Implementing Effective Strategies

The National Professional Development Center (NPDC) on Autism Spectrum Disorder has identified 27 evidence-based practices for enhancing outcomes for students with ASD. These practices are crucial for the successful pursuit of communication goals. They include strategies such as small-group instruction, functional behavior assessments, peer-assisted strategies, and creating organized and supportive learning environments. There is overlap between high-leverage practices (HLPs) and EBPs, such as the use of functional behavior assessment and peer-mediated strategies, which are key practices for both.

When implementing these strategies, it is essential to consider the match between the EBP and the student as well as the staff. Kara Hume and Ilene Schwartz emphasize the importance of implementing EBPs with fidelity, ensuring consistent application across different settings, people, and items for effective behavior change [5].

Monitoring and Evaluation

Once a strategy has been selected and implemented, it is crucial to evaluate its effectiveness. This is done by collecting data on the behavior to assess how the EBP is working for the individual student. The target behavior, which is the behavior the teacher wants to change, should be directly observable, measurable, and clearly defined. Defining behavior in this manner allows multiple professionals to observe and collect objective data on the behavior.

It is also crucial to determine whether the EBP was implemented with fidelity, especially if it was not effective for the student. Regular evaluations can help make necessary adjustments to the strategy, ensuring that it continues to contribute effectively towards achieving the functional communication goals for autism.

By implementing evidence-based practices and closely monitoring their impact, educators and parents can help children with autism develop functional communication skills, fostering their ability to express themselves and interact with the world around them.

Enhancing Communication Skills

Improving the communication skills of children with autism encompasses not only speech and language development but also the exploration of alternative communication methods. Given that functional communication—the ability to convey basic wants and needs—can often develop later in children with autism (Speech and Language Kids), focusing on these areas is crucial.

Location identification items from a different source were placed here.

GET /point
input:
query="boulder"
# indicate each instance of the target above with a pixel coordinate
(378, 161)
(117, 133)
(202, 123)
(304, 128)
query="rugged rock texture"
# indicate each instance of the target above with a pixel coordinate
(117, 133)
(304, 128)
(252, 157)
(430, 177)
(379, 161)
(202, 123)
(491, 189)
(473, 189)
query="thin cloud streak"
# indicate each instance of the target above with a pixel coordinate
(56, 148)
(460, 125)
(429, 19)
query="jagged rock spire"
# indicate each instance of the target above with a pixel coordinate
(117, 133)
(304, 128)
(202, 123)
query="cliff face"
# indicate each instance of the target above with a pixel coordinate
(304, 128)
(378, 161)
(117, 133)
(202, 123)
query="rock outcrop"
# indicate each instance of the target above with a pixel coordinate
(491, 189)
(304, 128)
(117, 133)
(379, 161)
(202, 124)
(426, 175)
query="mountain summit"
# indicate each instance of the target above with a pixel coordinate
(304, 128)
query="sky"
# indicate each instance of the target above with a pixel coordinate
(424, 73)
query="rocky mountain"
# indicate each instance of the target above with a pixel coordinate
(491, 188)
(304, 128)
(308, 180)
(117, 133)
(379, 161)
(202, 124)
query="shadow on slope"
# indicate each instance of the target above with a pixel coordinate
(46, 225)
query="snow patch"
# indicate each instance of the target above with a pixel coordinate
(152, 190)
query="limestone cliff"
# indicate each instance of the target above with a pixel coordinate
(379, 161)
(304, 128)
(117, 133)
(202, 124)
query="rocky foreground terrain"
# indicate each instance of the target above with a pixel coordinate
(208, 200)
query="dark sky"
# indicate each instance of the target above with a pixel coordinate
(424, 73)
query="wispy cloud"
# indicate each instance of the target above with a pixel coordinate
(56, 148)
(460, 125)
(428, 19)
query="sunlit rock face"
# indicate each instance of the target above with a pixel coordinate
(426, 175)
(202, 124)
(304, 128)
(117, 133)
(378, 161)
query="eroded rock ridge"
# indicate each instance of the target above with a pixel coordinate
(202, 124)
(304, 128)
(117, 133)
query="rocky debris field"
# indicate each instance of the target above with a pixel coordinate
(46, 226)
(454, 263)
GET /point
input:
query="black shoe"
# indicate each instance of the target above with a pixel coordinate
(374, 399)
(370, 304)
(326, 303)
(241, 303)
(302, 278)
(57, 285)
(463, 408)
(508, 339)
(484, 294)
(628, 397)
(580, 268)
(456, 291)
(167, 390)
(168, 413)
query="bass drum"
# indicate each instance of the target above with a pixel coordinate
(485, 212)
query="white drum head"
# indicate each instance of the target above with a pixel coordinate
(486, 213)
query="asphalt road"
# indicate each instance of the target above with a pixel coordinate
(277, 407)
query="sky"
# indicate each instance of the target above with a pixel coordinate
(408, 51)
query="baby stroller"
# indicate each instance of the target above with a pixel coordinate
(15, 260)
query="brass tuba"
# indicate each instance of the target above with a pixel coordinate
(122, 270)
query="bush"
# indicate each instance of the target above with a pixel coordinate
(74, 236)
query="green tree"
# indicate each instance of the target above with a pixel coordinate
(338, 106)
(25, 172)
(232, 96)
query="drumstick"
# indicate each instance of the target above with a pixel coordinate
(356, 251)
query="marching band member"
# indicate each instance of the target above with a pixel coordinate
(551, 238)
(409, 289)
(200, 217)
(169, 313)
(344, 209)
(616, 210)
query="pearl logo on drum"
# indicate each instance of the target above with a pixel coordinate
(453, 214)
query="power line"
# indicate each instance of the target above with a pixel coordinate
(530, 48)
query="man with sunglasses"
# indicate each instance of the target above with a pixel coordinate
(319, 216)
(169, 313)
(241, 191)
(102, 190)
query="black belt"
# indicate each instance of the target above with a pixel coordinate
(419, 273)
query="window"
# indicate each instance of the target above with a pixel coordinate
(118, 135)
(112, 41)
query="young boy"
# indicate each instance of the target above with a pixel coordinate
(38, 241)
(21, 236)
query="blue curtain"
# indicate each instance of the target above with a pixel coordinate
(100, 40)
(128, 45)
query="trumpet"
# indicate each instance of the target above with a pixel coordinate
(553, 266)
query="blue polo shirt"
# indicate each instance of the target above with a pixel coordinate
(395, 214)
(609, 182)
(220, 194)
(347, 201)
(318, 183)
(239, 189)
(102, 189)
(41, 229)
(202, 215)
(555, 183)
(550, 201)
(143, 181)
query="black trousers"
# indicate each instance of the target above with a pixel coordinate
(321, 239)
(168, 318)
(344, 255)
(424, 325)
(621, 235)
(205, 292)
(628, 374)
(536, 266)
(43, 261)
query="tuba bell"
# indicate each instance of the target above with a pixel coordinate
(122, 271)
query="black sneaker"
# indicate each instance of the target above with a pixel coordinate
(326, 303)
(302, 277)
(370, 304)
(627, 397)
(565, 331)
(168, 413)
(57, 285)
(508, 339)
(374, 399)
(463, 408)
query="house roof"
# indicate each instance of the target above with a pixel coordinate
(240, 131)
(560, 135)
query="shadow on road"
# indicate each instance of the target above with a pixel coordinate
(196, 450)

Speech and Language Development

Functional communication goals for autism encompass both receptive language (understanding) and expressive language (output) functional goals. These goals are specifically designed to help children with autism effectively communicate with others [2].

When teaching functional communication, it's essential to select new words to teach the child, starting with one or two highly compelling concepts. Modeling the new words for the child in various contexts and offering communication temptations to encourage the child to use the word are vital steps in the process. Patience is key in teaching functional communication skills to non-speaking children, and success in communication can lead to the expansion of communication skills.

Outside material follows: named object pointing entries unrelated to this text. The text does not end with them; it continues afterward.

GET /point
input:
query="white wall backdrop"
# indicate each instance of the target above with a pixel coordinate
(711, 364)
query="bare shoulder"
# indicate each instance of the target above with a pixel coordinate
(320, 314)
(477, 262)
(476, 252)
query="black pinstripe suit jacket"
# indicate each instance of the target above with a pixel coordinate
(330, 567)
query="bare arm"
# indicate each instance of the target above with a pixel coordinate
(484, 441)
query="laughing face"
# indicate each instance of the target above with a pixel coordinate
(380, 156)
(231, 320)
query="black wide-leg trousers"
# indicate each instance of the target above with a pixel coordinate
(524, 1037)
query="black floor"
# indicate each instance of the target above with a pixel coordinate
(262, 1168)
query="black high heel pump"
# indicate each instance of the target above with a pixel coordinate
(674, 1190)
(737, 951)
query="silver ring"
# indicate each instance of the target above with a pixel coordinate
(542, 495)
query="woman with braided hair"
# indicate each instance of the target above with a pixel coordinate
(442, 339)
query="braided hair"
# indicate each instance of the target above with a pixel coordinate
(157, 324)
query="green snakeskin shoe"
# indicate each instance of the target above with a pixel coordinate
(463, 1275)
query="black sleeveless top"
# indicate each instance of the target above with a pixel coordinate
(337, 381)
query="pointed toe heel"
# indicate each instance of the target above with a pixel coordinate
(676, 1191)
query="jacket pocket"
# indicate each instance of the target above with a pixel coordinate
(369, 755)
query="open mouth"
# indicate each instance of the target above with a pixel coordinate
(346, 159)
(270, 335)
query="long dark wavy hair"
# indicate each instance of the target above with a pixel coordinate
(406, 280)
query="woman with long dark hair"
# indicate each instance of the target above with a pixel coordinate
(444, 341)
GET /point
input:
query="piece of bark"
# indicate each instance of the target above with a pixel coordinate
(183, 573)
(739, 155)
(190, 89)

Alternative Communication Methods

For non-speaking children, especially those with autism, alternative means of communication can significantly improve functional communication skills. These alternative methods can include gestures, sign language, picture exchange communication system (PECS), communication boards, voice-output devices, and eventually spoken speech. A speech-language pathologist is best suited to guide this process, helping identify the most suitable means of communication for the child.

Contrary to some beliefs, research indicates that augmentative and alternative communication (AAC) interventions do not inhibit speech production in non-speaking children, such as those with autism. Instead, AAC may support speech production, emphasizing the importance of using alternative means of communication to facilitate overall communication skills [2].

By focusing both on speech and language development and alternative communication methods, parents and professionals can help children with autism reach their functional communication goals, paving the way for more successful communication and interaction.